Campaign Notebook: Kobach working on “birthright citizenship” issue
Topeka ? Kris Kobach, the Republican candidate for Kansas secretary of state who helped Arizona legislators approve controversial immigration law, said Wednesday he is working with those legislators on another controversial proposal — this one aimed at denying automatic citizenship in that state to children born in the country to parents who are illegal immigrants.
Kobach said he has worked on the so-called “birthright citizenship” issue over the past month with Arizona state Sen. Russell Pearce, a Republican.
Under the 14th Amendment to the U.S. Constitution, children born in the U.S. are guaranteed citizenship. But Kobach said the 14th Amendment, written following the Civil War, was directed at guaranteeing citizenship to freed slaves.
Kobach said he, Pearce and others are exploring ways that states could change that law without amending the Constitution. Kobach is an attorney and former law professor.
Supporters of changing “birthright citizenship” say it would stop immigrants from coming to the U.S. illegally to have children who would be automatically U.S. citizens.
Kobach helped write Arizona’s SB 1070, which requires local law enforcement to check citizenship status of people suspected of being in the country illegally. He has also represented several cities in efforts to pass local ordinances against illegal immigration.
Kobach’s comments about the birthright citizenship issue came in response to questions at a news conference in which he announced that if elected secretary of state he would use the office to increase civic education.
He said he plans to do this by enhancing the secretary of state’s website to include teaching tools on the U.S. and Kansas constitutions, traveling the state to speak about the constitutional issues, and holding an annual youth summit where students could observe and interact with members of the Legislature.
He also said he would enhance the secretary of state’s website to be a one-stop service for people to report allegations of voter fraud. He also wants to expand the office’s role in prosecuting voter fraud.

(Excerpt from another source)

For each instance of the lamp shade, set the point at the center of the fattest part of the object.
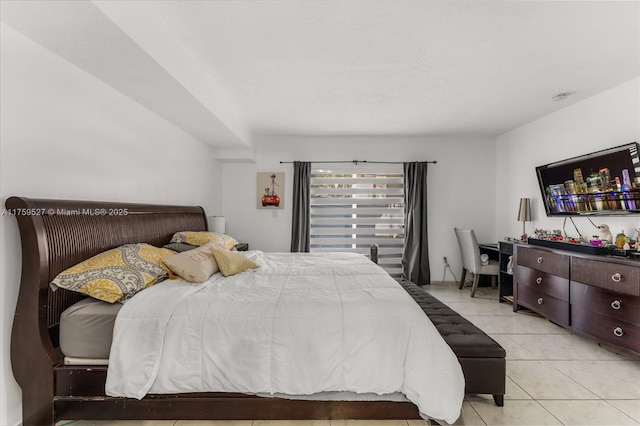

Kobach’s opponent, Democratic Secretary of State Chris Biggs issued a statement, saying, “The real fraud is the continued and dishonest insistence that Kansas elections aren’t secure. Our election process is fair and secure, and every eligible citizen who has the right to vote is able to do so. There is no need to radically reinvent the role of the Secretary of State; this office must remain free of partisanship and focused on real issues that affect Kansans.”